The procedure fell out of favor due to the morbidity associated with this nonselective approach and to the increased availability of drug therapy.

THE SYMPATHETIC NERVOUS SYSTEM IS A DRIVER OF HYPERTENSION

A variety of evidence suggests that hyperactivation of the sympathetic nervous system plays a major role in initiating and maintaining hypertension. For example, drugs that inhibit the sympathetic drive at various levels have a blood-pressure-lowering effect. Further, direct intraneural recordings show a high level of sympathetic nerve activity in the muscles of hypertensive patients, who also have high levels of cardiac and renal norepinephrine “spillover”—ie, the amount of this neurotransmitter that escapes neuronal uptake and local metabolism and spills over into the circulation.7

Figure 1.

The kidneys are supplied with postganglionic sympathetic nerve fibers that end in the efferent and afferent renal arterioles, the juxtaglomerular apparatus, and the renal tubular system. Studies in animals and humans have shown that an increase in efferent signals (ie, from the brain to the kidney) leads to renal vasoconstriction and decreased renal blood flow, increased renin release, and sodium retention.8,9 Afferent signals (from the kidney to the central nervous system), which are increased in states of renal ischemia, renal parenchymal injury, and hypoxia, disinhibit the vasomotor center (the nuclei tractus solitarii) in the central nervous system, leading to increased efferent signals to the kidneys, heart, and peripheral blood vessels (Figure 1).10

Enhanced sympathetic activity in patients with hypertension may play a role in subsequent target-organ damage such as left ventricular hypertrophy, congestive heart failure, and progressive renal damage.11

Studies of renal denervation in animals, using surgical and chemical techniques, have further helped to establish the role of renal sympathetic nerves in hypertension.12,13

 

 

CATHETER-BASED RENAL DENERVATION

Renal sympathetic nerves run through the adventitia of the renal arteries in a mesh-like pattern.

In the renal denervation procedure, a specially designed catheter is inserted into a femoral artery and advanced into one of the renal arteries. There, radiofrequency energy is applied to the endoluminal surface according to a proprietary algorithm, thereby delivering thermal injury selectively to the renal sympathetic nerves without affecting the abdominal, pelvic, or lower-extremity nerves. The energy delivered is lower than that used for cardiac electrophysiologic procedures.

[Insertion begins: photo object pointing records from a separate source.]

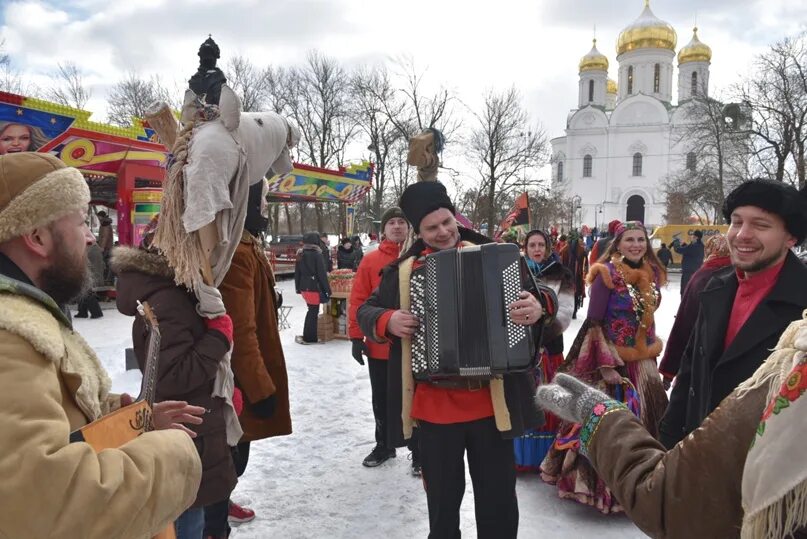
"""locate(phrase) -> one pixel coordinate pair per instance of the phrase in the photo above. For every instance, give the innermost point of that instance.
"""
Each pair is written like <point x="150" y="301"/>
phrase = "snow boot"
<point x="378" y="456"/>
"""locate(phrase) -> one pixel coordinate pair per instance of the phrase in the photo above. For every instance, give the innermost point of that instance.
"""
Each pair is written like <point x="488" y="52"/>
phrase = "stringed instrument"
<point x="128" y="422"/>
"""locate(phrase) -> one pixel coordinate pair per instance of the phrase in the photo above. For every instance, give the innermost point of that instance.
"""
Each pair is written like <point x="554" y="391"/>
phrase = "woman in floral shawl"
<point x="615" y="350"/>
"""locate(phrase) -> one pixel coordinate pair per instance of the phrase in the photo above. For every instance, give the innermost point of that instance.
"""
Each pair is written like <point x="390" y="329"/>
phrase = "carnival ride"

The nerves are not imaged or mapped before treatment. The procedure is performed on both sides, with four to six sites ablated in a longitudinal and rotational manner in 2-minute treatments at each site, to cover the full circumference (Figure 1).

In the United States, the device (Symplicity Renal Denervation System; Medtronic, Inc, Mountain View, CA) is available only for investigational use.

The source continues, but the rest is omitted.